Online comedy distributor and multi-channel network

Above Average Productions is an online comedy distributor and multi-channel network owned by Broadway Video. As of February 1, 2016, the network has over 8.6 million subscribers and 2.4 billion views on YouTube.

==History and Formation==

===Above Average===
Above Average Productions is the digital sector of Lorne Michaels' production company, Broadway Video. Michaels previously formed Above Average Productions during the late 1970s, when a series of specials were developed under a production company of the same name. However, the online comedy network that it is known as today was not founded until 2012.

In June 2012, Above Average Productions quietly launched after Broadway Video decided to help produce a Web series that Saturday Night Live writer Mike O'Brien had come up with. The series was called 7 Minutes in Heaven and featured Mike O'Brien interviewing celebrities such as Patricia Arquette and Ellen DeGeneres, among others, in a small closet. After production on the series commenced, other members of the Broadway Video family expressed their desire to contribute to the online comedy community. This eagerness from within the company, along with the popularity of the 7 Minutes in Heaven, prompted Broadway Video to make the decision to officially revive the Above Average brand and form the "boutique multichannel network" that Above Average is today. The current president of Above Average is Jennifer Danielson.

In 2018, Above Average Productions and NBC created a show for Snapchat called How Low Will You Go.

Above Average Productions is based out of New York City.

===The Kicker===

In October 2015, Above Average partnered with SNL co-head writer Bryan Tucker to launch a new sports comedy brand, The Kicker. The Kicker creates original sports comedy videos, articles, images, and digital content similar in tone to Above Average.

==Content==
Above Average Productions creates comedy shorts for mostly online audiences. The style of comedy is typically highbrow and satirical; goofier, lowbrow content is also released occasionally. Above Average gives up-and-coming comedians an opportunity to show off their talents, grow as performers, and expand their professional network. Comedians such as Broad City's Ilana Glazer and SNL's Sasheer Zamata were both featured on Above Average before moving on to larger scale television projects. Above Average also collaborates within its many channels, and with other branches of Broadway Video, whether it be through sharing actors, writers, or directors.

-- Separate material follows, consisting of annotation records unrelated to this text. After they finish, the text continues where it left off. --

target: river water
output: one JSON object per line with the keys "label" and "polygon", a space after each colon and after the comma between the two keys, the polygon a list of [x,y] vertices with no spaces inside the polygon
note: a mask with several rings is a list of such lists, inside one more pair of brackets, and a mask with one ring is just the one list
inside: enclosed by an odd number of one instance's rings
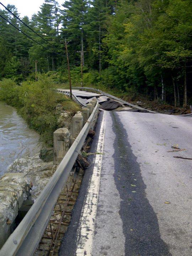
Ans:
{"label": "river water", "polygon": [[13,160],[38,153],[39,139],[14,108],[0,101],[0,176]]}

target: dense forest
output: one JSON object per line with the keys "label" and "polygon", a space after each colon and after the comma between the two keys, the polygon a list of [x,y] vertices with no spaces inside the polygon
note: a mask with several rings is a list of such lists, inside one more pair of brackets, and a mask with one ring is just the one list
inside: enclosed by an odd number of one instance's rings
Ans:
{"label": "dense forest", "polygon": [[[2,7],[0,80],[34,79],[36,63],[39,73],[67,82],[66,38],[73,85],[80,84],[82,51],[86,85],[192,105],[191,0],[69,0],[62,5],[45,0],[31,19],[21,18],[24,23]],[[14,6],[7,7],[20,17]]]}

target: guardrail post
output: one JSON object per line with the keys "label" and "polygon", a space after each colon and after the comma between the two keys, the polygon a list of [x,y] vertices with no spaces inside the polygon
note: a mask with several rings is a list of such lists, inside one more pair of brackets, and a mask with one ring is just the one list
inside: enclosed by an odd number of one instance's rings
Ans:
{"label": "guardrail post", "polygon": [[90,103],[91,103],[92,105],[93,105],[95,107],[96,105],[97,101],[96,99],[94,98],[90,102]]}
{"label": "guardrail post", "polygon": [[84,125],[89,117],[89,108],[86,107],[82,108],[82,116],[83,118],[83,125]]}
{"label": "guardrail post", "polygon": [[69,148],[70,134],[66,128],[59,128],[53,133],[54,164],[59,165]]}
{"label": "guardrail post", "polygon": [[70,131],[71,136],[70,144],[72,145],[78,137],[83,127],[83,116],[81,112],[75,114],[72,117]]}
{"label": "guardrail post", "polygon": [[89,115],[90,116],[92,112],[94,107],[91,103],[88,103],[87,104],[87,108],[89,108]]}

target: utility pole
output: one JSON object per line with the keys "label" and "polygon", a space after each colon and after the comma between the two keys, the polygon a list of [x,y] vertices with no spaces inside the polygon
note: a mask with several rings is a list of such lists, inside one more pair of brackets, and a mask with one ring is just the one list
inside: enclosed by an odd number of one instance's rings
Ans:
{"label": "utility pole", "polygon": [[67,65],[68,65],[68,75],[69,76],[69,89],[70,89],[70,97],[72,98],[72,88],[71,88],[71,74],[70,73],[70,66],[69,66],[69,55],[68,54],[68,50],[67,49],[67,43],[66,39],[65,40],[65,49],[66,50],[66,55],[67,59]]}
{"label": "utility pole", "polygon": [[80,53],[81,53],[81,87],[83,87],[83,54],[84,52],[86,52],[85,51],[79,51],[77,52]]}
{"label": "utility pole", "polygon": [[37,81],[37,60],[35,61],[35,81]]}

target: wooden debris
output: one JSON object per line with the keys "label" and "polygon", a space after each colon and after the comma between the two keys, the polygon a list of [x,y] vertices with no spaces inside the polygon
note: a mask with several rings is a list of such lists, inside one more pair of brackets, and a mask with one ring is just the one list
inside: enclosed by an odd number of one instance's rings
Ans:
{"label": "wooden debris", "polygon": [[167,152],[178,152],[178,151],[182,151],[183,150],[186,150],[186,149],[176,149],[175,150],[171,150],[170,151],[167,151]]}
{"label": "wooden debris", "polygon": [[175,158],[182,158],[182,159],[187,159],[189,160],[192,160],[192,158],[184,158],[182,156],[174,156]]}
{"label": "wooden debris", "polygon": [[95,132],[93,130],[90,130],[89,131],[88,134],[88,136],[90,137],[92,139],[93,139],[94,136],[95,135]]}
{"label": "wooden debris", "polygon": [[90,165],[90,163],[87,161],[86,158],[80,154],[77,158],[76,162],[79,167],[84,170],[88,168]]}
{"label": "wooden debris", "polygon": [[171,146],[171,148],[174,148],[175,149],[181,149],[180,148],[178,148],[178,146]]}

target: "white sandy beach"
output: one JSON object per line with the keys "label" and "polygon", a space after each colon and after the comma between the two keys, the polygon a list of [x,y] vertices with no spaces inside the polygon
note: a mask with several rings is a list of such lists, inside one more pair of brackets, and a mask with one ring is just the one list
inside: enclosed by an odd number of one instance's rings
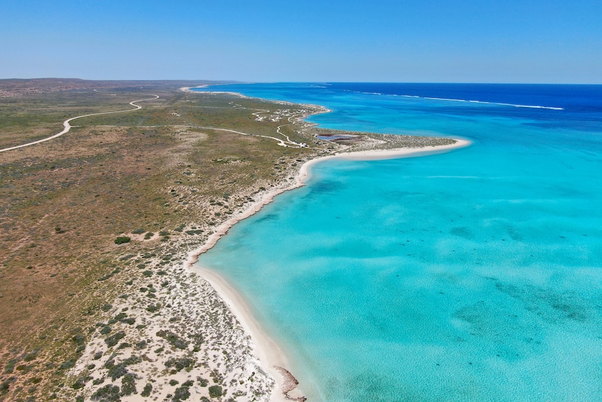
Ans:
{"label": "white sandy beach", "polygon": [[[332,155],[324,156],[307,161],[300,167],[295,178],[295,182],[282,188],[266,192],[261,195],[260,199],[241,214],[223,222],[215,232],[211,235],[207,242],[198,250],[189,254],[186,266],[193,272],[198,273],[215,289],[233,313],[240,322],[244,330],[251,336],[255,347],[255,354],[259,358],[264,369],[276,380],[278,389],[272,396],[272,401],[281,402],[286,400],[304,400],[302,395],[303,385],[286,394],[288,389],[291,389],[291,381],[295,381],[294,378],[285,378],[279,368],[288,370],[286,356],[283,354],[278,344],[263,330],[254,318],[247,303],[242,297],[237,293],[217,273],[205,267],[195,265],[198,256],[213,247],[222,236],[226,234],[228,230],[238,222],[246,219],[261,208],[270,203],[274,198],[287,190],[295,189],[305,185],[307,180],[311,173],[311,167],[316,164],[329,159],[346,160],[379,160],[396,158],[426,156],[449,152],[450,150],[469,145],[470,141],[464,139],[456,139],[456,143],[446,145],[427,146],[420,148],[398,148],[392,150],[372,150],[351,152],[342,152]],[[293,373],[294,374],[294,373]],[[288,376],[287,376],[288,377]]]}

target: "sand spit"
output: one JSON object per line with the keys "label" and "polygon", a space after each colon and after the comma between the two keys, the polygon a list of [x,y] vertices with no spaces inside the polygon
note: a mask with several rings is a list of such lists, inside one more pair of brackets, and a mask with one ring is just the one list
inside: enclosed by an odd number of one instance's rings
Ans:
{"label": "sand spit", "polygon": [[[263,206],[274,201],[274,198],[278,194],[305,185],[305,182],[309,177],[310,168],[318,162],[335,159],[376,160],[425,156],[448,152],[456,148],[468,146],[471,143],[467,140],[458,139],[455,141],[455,143],[446,145],[342,152],[309,160],[301,166],[293,183],[286,185],[286,183],[284,182],[281,183],[279,188],[265,192],[258,201],[241,214],[223,222],[209,237],[207,242],[200,248],[189,254],[186,266],[193,272],[198,272],[200,276],[213,286],[214,289],[217,291],[218,294],[230,308],[244,329],[251,335],[258,347],[256,353],[259,357],[263,366],[272,375],[278,385],[279,389],[278,394],[284,396],[286,399],[289,401],[304,401],[304,397],[300,394],[300,391],[297,389],[298,382],[285,368],[287,366],[286,356],[281,353],[277,344],[263,332],[260,326],[255,322],[247,303],[225,280],[210,269],[194,265],[198,256],[213,247],[221,236],[226,235],[232,227],[241,220],[258,213]],[[282,185],[283,184],[285,185]]]}
{"label": "sand spit", "polygon": [[[328,109],[312,106],[311,110]],[[300,128],[312,125],[304,122]],[[193,265],[198,255],[277,195],[304,185],[311,166],[318,161],[407,157],[469,143],[451,141],[439,146],[426,141],[416,145],[419,148],[336,153],[309,160],[296,175],[287,171],[271,189],[249,194],[257,201],[245,203],[233,217],[217,227],[203,228],[208,237],[199,235],[195,241],[193,236],[184,234],[203,231],[193,226],[181,228],[182,235],[169,242],[132,235],[133,241],[156,242],[156,247],[152,253],[141,251],[119,259],[137,261],[128,268],[132,270],[131,280],[124,284],[115,281],[116,294],[121,294],[101,307],[104,313],[89,329],[91,340],[73,362],[66,382],[68,387],[59,399],[74,400],[74,395],[80,395],[85,401],[100,400],[117,392],[124,402],[208,402],[216,398],[304,401],[278,345],[263,332],[235,289],[216,273]],[[380,148],[383,142],[367,141],[365,145]],[[302,390],[302,387],[299,387]]]}

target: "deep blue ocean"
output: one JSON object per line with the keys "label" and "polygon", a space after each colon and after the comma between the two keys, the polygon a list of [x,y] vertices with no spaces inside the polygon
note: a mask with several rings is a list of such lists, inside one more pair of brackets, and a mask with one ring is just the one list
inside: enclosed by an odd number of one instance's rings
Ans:
{"label": "deep blue ocean", "polygon": [[467,138],[327,161],[199,264],[310,402],[602,401],[602,86],[232,85],[321,127]]}

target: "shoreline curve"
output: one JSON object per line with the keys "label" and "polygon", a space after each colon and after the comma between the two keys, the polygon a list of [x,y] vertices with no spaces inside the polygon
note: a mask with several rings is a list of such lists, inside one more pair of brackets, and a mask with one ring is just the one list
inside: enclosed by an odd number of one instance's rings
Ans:
{"label": "shoreline curve", "polygon": [[[187,87],[181,88],[180,90],[194,92],[191,88]],[[247,97],[237,92],[227,93]],[[277,102],[281,103],[289,103]],[[293,183],[286,187],[266,192],[260,196],[259,201],[251,205],[237,216],[233,217],[217,227],[215,231],[207,238],[207,241],[200,247],[189,253],[188,258],[184,262],[184,268],[197,273],[211,285],[230,308],[234,316],[244,329],[244,331],[251,336],[255,344],[255,354],[259,359],[261,366],[272,376],[277,384],[275,392],[270,396],[270,401],[272,402],[287,402],[291,401],[303,402],[306,400],[306,398],[303,396],[302,390],[298,387],[298,382],[296,378],[287,369],[289,365],[286,355],[281,351],[278,344],[265,333],[256,322],[249,308],[248,303],[244,301],[242,296],[217,272],[198,265],[198,257],[213,248],[219,239],[227,234],[228,231],[235,224],[259,212],[264,206],[273,201],[277,196],[285,192],[306,185],[307,180],[311,177],[311,166],[319,162],[329,159],[369,161],[429,156],[446,153],[455,149],[468,147],[472,143],[467,139],[453,139],[455,142],[444,145],[342,152],[310,159],[300,166],[295,177]],[[302,385],[301,387],[302,387]]]}

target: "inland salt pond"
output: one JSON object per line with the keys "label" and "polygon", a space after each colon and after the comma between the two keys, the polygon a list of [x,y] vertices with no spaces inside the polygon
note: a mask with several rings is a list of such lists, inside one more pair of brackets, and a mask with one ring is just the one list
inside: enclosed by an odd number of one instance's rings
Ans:
{"label": "inland salt pond", "polygon": [[602,87],[256,84],[321,127],[465,138],[327,161],[198,264],[311,401],[602,401]]}

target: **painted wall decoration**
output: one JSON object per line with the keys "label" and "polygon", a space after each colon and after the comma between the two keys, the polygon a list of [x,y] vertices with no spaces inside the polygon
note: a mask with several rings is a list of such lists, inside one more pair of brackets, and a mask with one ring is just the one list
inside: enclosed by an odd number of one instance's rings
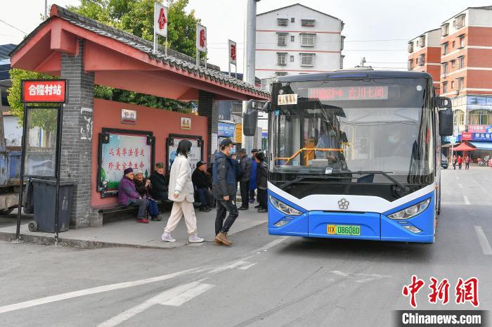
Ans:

Above Average has also ventured into media other than YouTube, such as Hulu, Yahoo and other international distributors, although YouTube continues to be the production company's main marketing tool. Above Average has also ventured offline in the past, creating an animated pilot for Comedy Central entitled Waco Valley, based on the network's popular web series about a dinosaur reporter, although the focus of the group remains on creating quality web content. Above Average has also done advertising work in the past for companies such as Lexus, Oreos, and Mastercard,

Some of Above Average's channel partners include The Lonely Island, Jay Pharoah, Mike O'Brien of 7 Minutes in Heaven, POYKPAC, Melissa Hunter (creator of Adult Wednesday Addams), Dave and Ethan, and Harvard Sailing Team, among others.

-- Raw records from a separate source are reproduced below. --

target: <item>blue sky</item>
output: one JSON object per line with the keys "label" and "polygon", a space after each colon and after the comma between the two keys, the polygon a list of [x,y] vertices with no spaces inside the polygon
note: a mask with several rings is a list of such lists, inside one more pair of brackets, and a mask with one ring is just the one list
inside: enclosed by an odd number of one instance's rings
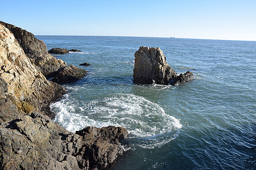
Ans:
{"label": "blue sky", "polygon": [[256,41],[255,0],[1,1],[1,20],[37,35]]}

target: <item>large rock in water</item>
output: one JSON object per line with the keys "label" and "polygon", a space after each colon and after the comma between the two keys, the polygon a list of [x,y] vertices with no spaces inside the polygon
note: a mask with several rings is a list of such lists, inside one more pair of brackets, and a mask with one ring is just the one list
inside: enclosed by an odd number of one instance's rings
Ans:
{"label": "large rock in water", "polygon": [[47,78],[55,76],[67,66],[63,61],[49,54],[46,44],[32,33],[1,21],[0,24],[11,31],[32,64]]}
{"label": "large rock in water", "polygon": [[86,74],[86,71],[69,65],[59,73],[52,81],[57,83],[72,83],[81,79]]}
{"label": "large rock in water", "polygon": [[38,110],[51,116],[49,103],[60,98],[65,89],[37,71],[8,29],[0,24],[0,76],[8,85],[8,96],[27,113]]}
{"label": "large rock in water", "polygon": [[133,80],[135,83],[176,85],[193,79],[190,71],[177,75],[159,48],[141,46],[134,56]]}
{"label": "large rock in water", "polygon": [[77,134],[46,116],[44,108],[65,92],[0,24],[0,169],[104,169],[123,153],[124,128],[88,127]]}
{"label": "large rock in water", "polygon": [[49,50],[48,51],[49,53],[55,54],[68,54],[69,51],[65,48],[52,48]]}
{"label": "large rock in water", "polygon": [[167,63],[160,48],[141,46],[134,56],[134,83],[168,84],[176,77],[176,72]]}

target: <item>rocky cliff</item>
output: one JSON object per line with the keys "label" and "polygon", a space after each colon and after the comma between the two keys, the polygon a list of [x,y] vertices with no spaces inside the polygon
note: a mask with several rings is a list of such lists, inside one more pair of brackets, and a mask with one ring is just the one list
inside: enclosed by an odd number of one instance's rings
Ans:
{"label": "rocky cliff", "polygon": [[0,24],[0,169],[97,169],[113,163],[123,152],[127,130],[88,127],[74,134],[54,123],[49,104],[65,90],[46,79],[20,42]]}
{"label": "rocky cliff", "polygon": [[159,48],[141,46],[134,56],[133,77],[135,83],[175,85],[193,78],[191,72],[178,76]]}
{"label": "rocky cliff", "polygon": [[32,64],[47,78],[55,76],[67,66],[63,61],[48,54],[46,44],[35,38],[32,33],[1,21],[0,24],[14,34]]}

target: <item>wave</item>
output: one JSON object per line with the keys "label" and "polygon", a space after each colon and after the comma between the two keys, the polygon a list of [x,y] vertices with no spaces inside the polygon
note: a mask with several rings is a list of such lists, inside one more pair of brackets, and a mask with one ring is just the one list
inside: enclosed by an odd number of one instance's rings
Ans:
{"label": "wave", "polygon": [[156,103],[131,94],[117,94],[88,103],[66,94],[51,105],[54,121],[75,132],[87,126],[126,128],[131,147],[153,148],[175,139],[182,125]]}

Above Average is home to 77 original series, such as 7 Minutes in Heaven, Alec Baldwin's Love Ride, Cool Kids' Table, Forgotten Assholes of History, Hudson Valley Ballers, I Wanna Have Your Baby, Is This Okay?, Paulilu Mixtape, Sound Advice, The Idiot's Guide to Smart People, Thingstarter, and Waco Valley.

While originally airing as web content, these smaller segments have been compiled into 22-minute episodes. Six seasons were produced, each with 15 episodes.